Die armen Bevölkerungen von Boravia und Jorharpur, der beiden
Fantasieländer, in deren Krieg sich Superman und Luthor einmischen, wissen
davon leider nichts. In Boravia herrscht ein Autokrat namens Vasil Ghurkos,
verkörpert von [2][Zlatko Buric („Triangle of Sadness“)], der die Rolle des
unangenehmen osteuropäischen Oligarchen inzwischen im Schlaf beherrscht.
Über Jorharpurs Regierungsform erfährt man nichts. Repräsentiert wird es
vor allem durch einen kleinen Jungen, der sich dem Einmarsch Boravias in
sein Land entgegenstellt und dabei nach Superman ruft.

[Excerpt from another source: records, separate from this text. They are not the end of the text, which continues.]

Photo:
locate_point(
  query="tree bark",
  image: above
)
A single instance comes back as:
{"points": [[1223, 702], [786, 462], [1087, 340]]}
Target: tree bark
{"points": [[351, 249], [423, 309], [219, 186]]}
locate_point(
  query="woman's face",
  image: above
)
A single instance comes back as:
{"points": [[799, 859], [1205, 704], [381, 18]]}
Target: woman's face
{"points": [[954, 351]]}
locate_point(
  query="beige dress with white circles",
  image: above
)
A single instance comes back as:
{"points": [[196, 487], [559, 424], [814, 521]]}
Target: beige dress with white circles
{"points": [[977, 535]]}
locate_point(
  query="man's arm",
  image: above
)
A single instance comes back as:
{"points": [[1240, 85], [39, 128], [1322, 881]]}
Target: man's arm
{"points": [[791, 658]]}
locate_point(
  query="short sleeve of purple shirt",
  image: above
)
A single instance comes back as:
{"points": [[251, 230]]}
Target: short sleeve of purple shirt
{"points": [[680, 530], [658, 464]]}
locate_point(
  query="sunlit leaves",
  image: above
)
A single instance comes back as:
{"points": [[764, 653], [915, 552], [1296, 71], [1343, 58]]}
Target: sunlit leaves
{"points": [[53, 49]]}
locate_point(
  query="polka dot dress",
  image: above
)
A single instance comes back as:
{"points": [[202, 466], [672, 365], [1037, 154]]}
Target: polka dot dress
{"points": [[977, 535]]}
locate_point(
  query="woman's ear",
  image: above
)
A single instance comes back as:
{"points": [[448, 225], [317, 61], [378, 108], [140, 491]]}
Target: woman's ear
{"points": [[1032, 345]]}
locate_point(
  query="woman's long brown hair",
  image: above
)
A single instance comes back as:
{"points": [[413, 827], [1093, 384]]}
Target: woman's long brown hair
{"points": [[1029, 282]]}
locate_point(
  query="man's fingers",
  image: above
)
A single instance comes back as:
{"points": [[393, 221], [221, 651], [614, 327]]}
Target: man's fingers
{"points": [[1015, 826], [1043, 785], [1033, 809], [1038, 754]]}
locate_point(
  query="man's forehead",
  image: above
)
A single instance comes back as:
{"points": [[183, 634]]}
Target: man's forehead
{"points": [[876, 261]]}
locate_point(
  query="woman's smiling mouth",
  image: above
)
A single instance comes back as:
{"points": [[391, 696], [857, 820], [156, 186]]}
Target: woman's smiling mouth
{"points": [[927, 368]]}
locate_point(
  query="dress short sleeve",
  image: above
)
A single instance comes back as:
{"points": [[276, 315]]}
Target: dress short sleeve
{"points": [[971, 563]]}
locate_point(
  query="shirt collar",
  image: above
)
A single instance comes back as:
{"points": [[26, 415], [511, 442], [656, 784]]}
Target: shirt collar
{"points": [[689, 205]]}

Denn das ist und bleibt die eigentliche Stärke von Superman: die Rettung
der Einzelnen. Wieder und wieder inszeniert Gunn, wie Superman im Chaos der
einstürzenden Brücken, der fallenden Autos und zutretenden Monster das eine
Mädchen, die eine Frau, und einmal sogar das eine Eichhörnchen rettet.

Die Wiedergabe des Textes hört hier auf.